If the path is an element with sub-elements, return a list of the sub-element keys. (The list is alphabeticly sorted.) NOTE: Map keys that are prefixed with '-', a hyphen, are considered attributes; see m.Attributes(path).

func (Map) Exists

func (mv Map) Exists(path string, subkeys ...string) bool

Checks whether the path exists

func (Map) Gob added in v1.8.1

func (mv Map) Gob() ([]byte, error)

Gob returns a gob-encoded value for the Map 'mv'.

func (Map) Json

func (mv Map) Json(safeEncoding ...bool) ([]byte, error)

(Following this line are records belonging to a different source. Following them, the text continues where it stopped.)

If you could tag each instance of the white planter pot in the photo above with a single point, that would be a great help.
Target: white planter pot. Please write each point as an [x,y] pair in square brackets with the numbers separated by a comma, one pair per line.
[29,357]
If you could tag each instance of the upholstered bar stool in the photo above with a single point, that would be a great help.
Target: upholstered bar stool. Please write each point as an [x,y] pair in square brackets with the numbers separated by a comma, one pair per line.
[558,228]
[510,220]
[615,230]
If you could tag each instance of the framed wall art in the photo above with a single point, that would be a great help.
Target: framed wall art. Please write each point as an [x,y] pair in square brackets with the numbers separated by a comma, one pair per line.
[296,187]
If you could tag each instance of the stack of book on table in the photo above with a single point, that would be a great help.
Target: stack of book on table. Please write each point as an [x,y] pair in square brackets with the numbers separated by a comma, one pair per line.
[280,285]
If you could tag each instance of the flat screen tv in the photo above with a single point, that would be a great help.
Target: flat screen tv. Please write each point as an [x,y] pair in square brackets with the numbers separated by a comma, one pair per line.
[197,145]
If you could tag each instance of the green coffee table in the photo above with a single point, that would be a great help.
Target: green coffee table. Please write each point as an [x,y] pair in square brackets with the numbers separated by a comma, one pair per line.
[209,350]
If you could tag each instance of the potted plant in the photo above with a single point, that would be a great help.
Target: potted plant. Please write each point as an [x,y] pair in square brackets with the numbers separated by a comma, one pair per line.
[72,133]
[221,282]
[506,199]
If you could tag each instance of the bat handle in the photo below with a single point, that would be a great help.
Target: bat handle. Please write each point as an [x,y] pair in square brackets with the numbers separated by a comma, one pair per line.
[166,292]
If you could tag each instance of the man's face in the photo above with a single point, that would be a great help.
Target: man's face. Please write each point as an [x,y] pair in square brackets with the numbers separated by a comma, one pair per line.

Just a wrapper on json.Marshal. If option safeEncoding is'true' then safe encoding of '<', '>' and '&' is preserved. (see encoding/json#Marshal, encoding/json#Encode)

func (Map) JsonIndent

func (mv Map) JsonIndent(prefix, indent string, safeEncoding ...bool) ([]byte, error)

Just a wrapper on json.MarshalIndent. If option safeEncoding is'true' then safe encoding of '<' , '>' and '&' is preserved. (see encoding/json#Marshal, encoding/json#Encode)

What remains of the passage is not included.